2024-01-06 23:33:24 | 神社
一ノ矢八坂神社(いちのややさかじんじゃ)。通称:一ノ矢の天王様。
場所:茨城県つくば市玉取2617。茨城県道55号線(土浦つくば線、通称:学園東大通り)「一ノ矢」交差点から東へ進み、突き当りを左折(北へ)、約70mで駐車場。
伝説(民話)によれば、大昔、九州からカラスの大群が現れて田畑を荒らしたので、困った村人たちが弓の名人を集め、カラスを退治したのだが、その時、最初の矢でカラスを射落とした場所を「一ノ矢」と呼ぶようになった。また、射落とされたカラスには足が六本もあり、その足でしっかりと玉を掴んでいたことから、当地の地名を「玉取(玉鳥)」というようになった、という。また、別伝では、九州から飛来したのは一羽のカラスで、それを旭友永という弓の名人が退治をすることになったが、第一、第二の矢は躱されて、第三の矢で射落とした。それぞれの矢が落ちた場所を「一ノ矢」、「二ノ矢」、「三ノ矢」と称するようになり、第一の矢が落ちた当神社を「一ノ矢の天王様」と呼ばれることになった。なお、そのカラスは3本足で、死んだカラスを埋葬したところに亡霊が現れ、再び友永が退治したところ、玉を残して消えたので、その玉は「筑波山両部権現宮」(現・「筑波山神社」)に納めたという。
社伝では、貞観年間(859~877年)、山城国愛宕郡(現・京都府東山区の「八坂神社」、当時は「祇園社」か?)から素戔嗚尊の分霊を勧請して創建。天慶年中(938~947年)、俵藤太こと藤原秀郷が深く崇敬して、弓矢を納めた。正治年中(1199~1201年)、八田知家が現・つくば市小田に小田城を築いて初代城主となると、以来、小田氏歴代の崇敬社となった。また、知家は、常陸国に流されていた万里小路(藤原)藤房(「藤原藤房卿遺跡」2023年12月23日記事参照)と仲が良かったので、当神社にも度々来遊した。永禄~天正年間(1558~1592年)の戦乱で社殿炎上、文禄年間(1593~1596年)再建。その後も時の領主により社殿は修営された。現在の本殿は宝永8年(1711年)建立のものとみられるが、延宝4年(1676年)銘の棟札も残っている。明治6年に郷社に列した。
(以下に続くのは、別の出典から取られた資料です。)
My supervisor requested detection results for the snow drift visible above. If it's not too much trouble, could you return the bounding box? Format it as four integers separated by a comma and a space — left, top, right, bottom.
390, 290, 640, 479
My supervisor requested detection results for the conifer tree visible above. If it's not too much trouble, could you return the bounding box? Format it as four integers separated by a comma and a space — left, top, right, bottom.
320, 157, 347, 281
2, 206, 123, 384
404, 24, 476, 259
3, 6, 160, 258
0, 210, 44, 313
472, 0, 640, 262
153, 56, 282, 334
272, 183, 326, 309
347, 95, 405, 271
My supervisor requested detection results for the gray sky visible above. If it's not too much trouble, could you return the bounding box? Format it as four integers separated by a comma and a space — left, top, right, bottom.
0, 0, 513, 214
現在の祭神は、素戔嗚尊。
なお、素戔嗚尊は牛頭天王(ごずてんのう)とも呼ばれ、疫病除けの神で、例大祭を「祇園祭」というが、当神社では通称「ニンニク祭」と言われ、頒布されるニンニク守りを玄関先等に吊るしておくと良いとのことで、ニンニクを売る露店も出て、大いに賑わうという。


一ノ矢八坂神社のHP


写真1:「一ノ矢八坂神社」一の鳥居


写真2:一の鳥居を潜った左手にある「玉取一の矢古墳群」2号墳(円墳、直径約20m)
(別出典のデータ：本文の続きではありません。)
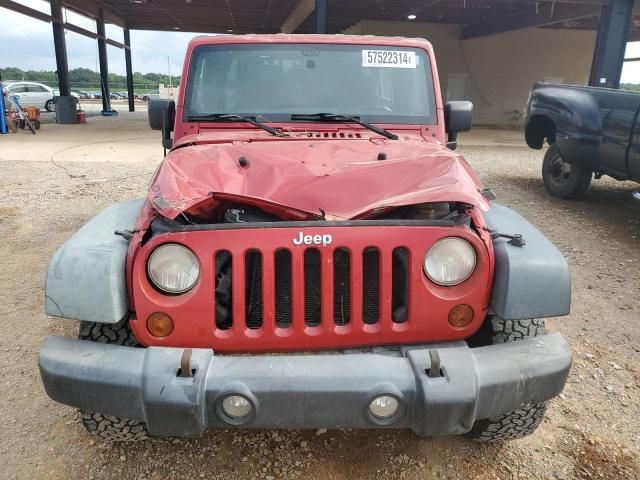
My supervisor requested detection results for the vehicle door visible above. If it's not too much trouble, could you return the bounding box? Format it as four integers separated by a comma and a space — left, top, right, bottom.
6, 83, 30, 106
627, 103, 640, 182
598, 91, 640, 177
28, 84, 52, 107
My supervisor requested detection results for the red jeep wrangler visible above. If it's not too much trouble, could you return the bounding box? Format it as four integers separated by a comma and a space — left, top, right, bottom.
40, 35, 571, 442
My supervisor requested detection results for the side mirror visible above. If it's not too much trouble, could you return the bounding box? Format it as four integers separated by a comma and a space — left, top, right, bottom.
445, 101, 473, 150
148, 99, 175, 152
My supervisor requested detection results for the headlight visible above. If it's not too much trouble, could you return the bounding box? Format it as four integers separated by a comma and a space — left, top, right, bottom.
424, 237, 476, 286
147, 243, 200, 294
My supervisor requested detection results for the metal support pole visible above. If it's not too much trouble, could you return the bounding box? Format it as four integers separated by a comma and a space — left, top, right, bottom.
315, 0, 327, 34
589, 0, 633, 89
124, 28, 135, 112
97, 9, 115, 115
50, 0, 70, 97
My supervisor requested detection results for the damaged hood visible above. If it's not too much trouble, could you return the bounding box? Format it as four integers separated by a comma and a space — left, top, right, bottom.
149, 136, 489, 221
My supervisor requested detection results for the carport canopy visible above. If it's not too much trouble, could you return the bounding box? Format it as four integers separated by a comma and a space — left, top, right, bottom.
48, 0, 639, 38
2, 0, 639, 116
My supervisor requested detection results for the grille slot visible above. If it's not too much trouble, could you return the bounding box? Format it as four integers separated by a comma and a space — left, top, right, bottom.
362, 247, 380, 324
333, 248, 351, 326
244, 250, 263, 329
392, 248, 409, 323
274, 249, 293, 328
304, 248, 322, 326
215, 250, 233, 330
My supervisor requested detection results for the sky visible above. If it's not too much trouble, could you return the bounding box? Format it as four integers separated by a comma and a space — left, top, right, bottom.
1, 0, 640, 82
0, 0, 196, 76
写真3:二の鳥居の前、駐車場の北東端にある境内社「岩大日社」(祭神:大日孁貴(オオヒルメノムチ)=天照大神)。なお、この塚が「玉取一の矢古墳群」1号墳(円墳、直径約10m)。ここの欅(ケヤキ)も大きいが、かつて境内に樹齢約800年と伝えられた「一ノ矢の大ケヤキ」があった(平成7年の台風で大きく損傷、枯死して平成13年に天然記念物指定解除、平成24年の集中豪雨のため倒壊して撤去されたとのこと。)。


写真4:二の鳥居と社号標


写真5:拝殿。なお、社殿は西向き。拝殿はつくば市指定文化財。


写真6:本殿(覆屋)。これほど立派な覆屋は、他ではあまり見られないだろう。覆い屋はつくば市指定文化財。


写真7:同上。本殿は茨城県指定文化財。


写真8:同上。彫刻も迫力がある。